Captain’s Log | September 15, 2017

The end is now upon us. Within hours of the posting of this entry, Cassini will have burned up in the atmosphere of Saturn … a kiloton explosion, spread out against the sky in a pyrrhic display of light and fire, a dazzling flash to signal the dying essence of a lone emissary from another world. As if the myths of old had foretold the future, the great patriarch will consume his child. At that point, that golden machine, so dutiful and strong, will enter the realm of history, and the toils and triumphs of this long march will be done.

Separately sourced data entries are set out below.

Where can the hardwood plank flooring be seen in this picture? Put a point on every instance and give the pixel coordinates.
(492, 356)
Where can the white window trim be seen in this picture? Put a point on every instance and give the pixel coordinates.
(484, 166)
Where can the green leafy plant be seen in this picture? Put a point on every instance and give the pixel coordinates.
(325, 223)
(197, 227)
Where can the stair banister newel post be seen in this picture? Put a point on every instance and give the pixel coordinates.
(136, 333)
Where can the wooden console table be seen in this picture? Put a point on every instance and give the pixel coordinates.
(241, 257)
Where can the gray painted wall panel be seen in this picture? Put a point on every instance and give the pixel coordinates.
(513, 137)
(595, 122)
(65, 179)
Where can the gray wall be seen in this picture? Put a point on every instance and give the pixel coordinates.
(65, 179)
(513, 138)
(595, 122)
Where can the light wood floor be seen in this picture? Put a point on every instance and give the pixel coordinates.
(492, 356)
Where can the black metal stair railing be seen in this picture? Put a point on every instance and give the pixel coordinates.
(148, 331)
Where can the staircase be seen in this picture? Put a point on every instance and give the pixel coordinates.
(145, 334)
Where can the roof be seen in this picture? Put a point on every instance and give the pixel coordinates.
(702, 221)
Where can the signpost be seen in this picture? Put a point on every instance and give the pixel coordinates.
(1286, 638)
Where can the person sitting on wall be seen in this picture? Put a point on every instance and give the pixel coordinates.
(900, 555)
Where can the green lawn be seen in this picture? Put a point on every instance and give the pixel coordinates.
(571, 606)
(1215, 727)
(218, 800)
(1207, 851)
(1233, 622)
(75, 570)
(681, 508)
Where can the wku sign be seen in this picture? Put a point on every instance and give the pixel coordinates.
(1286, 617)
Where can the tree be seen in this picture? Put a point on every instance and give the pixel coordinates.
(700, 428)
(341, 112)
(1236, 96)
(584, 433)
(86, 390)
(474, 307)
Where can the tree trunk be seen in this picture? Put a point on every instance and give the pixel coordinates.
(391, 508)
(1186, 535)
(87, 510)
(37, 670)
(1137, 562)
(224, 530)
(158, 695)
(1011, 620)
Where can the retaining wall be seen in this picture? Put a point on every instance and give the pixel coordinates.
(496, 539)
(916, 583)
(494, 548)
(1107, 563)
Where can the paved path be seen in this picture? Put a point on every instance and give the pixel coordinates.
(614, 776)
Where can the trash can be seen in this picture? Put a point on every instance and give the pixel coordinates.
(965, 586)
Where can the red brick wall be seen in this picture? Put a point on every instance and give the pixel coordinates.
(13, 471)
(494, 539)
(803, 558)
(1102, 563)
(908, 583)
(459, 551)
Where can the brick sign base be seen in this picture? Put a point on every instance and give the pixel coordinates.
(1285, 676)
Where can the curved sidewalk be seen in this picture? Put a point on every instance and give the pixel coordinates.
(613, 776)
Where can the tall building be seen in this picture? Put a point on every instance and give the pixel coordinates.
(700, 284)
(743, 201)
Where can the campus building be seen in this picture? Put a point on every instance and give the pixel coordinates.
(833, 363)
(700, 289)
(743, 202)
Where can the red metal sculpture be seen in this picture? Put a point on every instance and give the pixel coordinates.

For those of us appointed long ago to undertake this journey, it has been a taxing 3 decades, requiring a level of dedication that I could not have predicted, and breathless times when we sprinted for the duration of a marathon. But in return, we were blessed to spend our lives working and playing in that promised land beyond the Sun.

My imaging team members and I were especially blessed to serve as the documentarians of this historic epoch and return a stirring visual record of our travels around Saturn and the glories that we found there. This is our gift to the citizens of planet Earth.

So, it is with both wistful, sentimental reflection and a boundless sense of pride in a commitment met and a job well done that I now turn to face this looming, abrupt finality.

It is doubtful we will soon see a mission as richly suited as Cassini return to this ringed world and shoulder a task as colossal as we have borne over the last 27 years.

To have served on this mission has been to live the rewarding life of an explorer of our time, a surveyor of distant worlds. We wrote our names across the sky. We could not have asked for more.

I sign off now, grateful in knowing that Cassini’s legacy, and ours, will include our mutual roles as authors of a tale that humanity will tell for a very long time to come.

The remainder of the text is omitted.